Escrito por Isabel Llor Cerdan (España)


Exclusivo para Diario Literario Digital




...Y volvió a entrar en la cueva dónde las paredes tenían incrustadas pequeñas estrellas que brillaban y sonreían haciendo que todos los que entraban sintieran una profunda alegría y, si se quedaban el tiempo suficiente, la paz los atrapaba de tal forma que ya nunca más querían salir.



Al principio fue algo maravilloso: los deseos de cualquier tipo se diluían poco a poco hasta que desaparecían. Todo estaba allí, dentro, nada era necesario, a nadie se echaba en falta. Cada poco subía hasta la cima de la montaña, entraba en la cueva y al rato salía, llevándose un poco de aquella paz que tanto necesitaba.



Pasó el tiempo, pero no sabía cuanto, porque hacía años que había prescindido del reloj y justo ahora sintió la primera alerta y, casi con urgencia, buscó la entrada de la cueva, pero por más que lo intentó, fue imposible encontrarla.


Se dio cuenta que dormía muchas horas y sabía que soñaba siempre, aunque hacía ya mucho que no recordaba nada.

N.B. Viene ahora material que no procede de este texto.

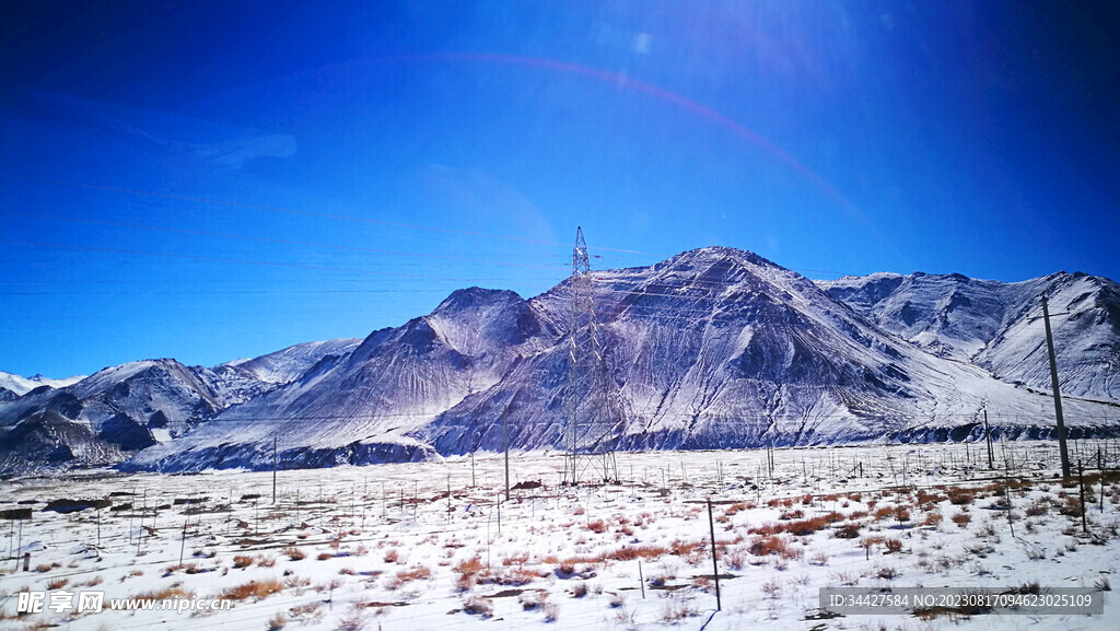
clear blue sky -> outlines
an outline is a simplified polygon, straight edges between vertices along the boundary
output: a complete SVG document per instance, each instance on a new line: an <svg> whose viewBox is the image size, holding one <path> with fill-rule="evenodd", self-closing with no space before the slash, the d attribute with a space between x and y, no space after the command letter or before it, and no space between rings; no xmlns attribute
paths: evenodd
<svg viewBox="0 0 1120 631"><path fill-rule="evenodd" d="M0 370L529 297L577 225L597 267L1120 278L1113 2L329 4L6 3Z"/></svg>

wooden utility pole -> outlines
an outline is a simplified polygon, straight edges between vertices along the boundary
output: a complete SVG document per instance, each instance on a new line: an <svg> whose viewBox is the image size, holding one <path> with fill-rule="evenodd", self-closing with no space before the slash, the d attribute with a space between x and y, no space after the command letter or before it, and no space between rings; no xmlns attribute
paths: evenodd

Desde joven, había tenido la certeza de que hay seres capaces de meterse en los sueños de otros, Podían ser “malos” o “buenos”. Los primeros estaban representados por un ser de piel oscura tirando a rojizo con dos cuernos diminutos en las sienes, un largo rabo y siempre llevaba un tridente con el que lo torturaba. A su lado había fuego dónde, en varias ollas de barro, hervía agua con distintas sustancias que producían un olor terrible y aquello le obligaba a estar en aquel lugar oscuro. Tenía miedo porque su corazón latía con tanta fuerza que terminaría explotando.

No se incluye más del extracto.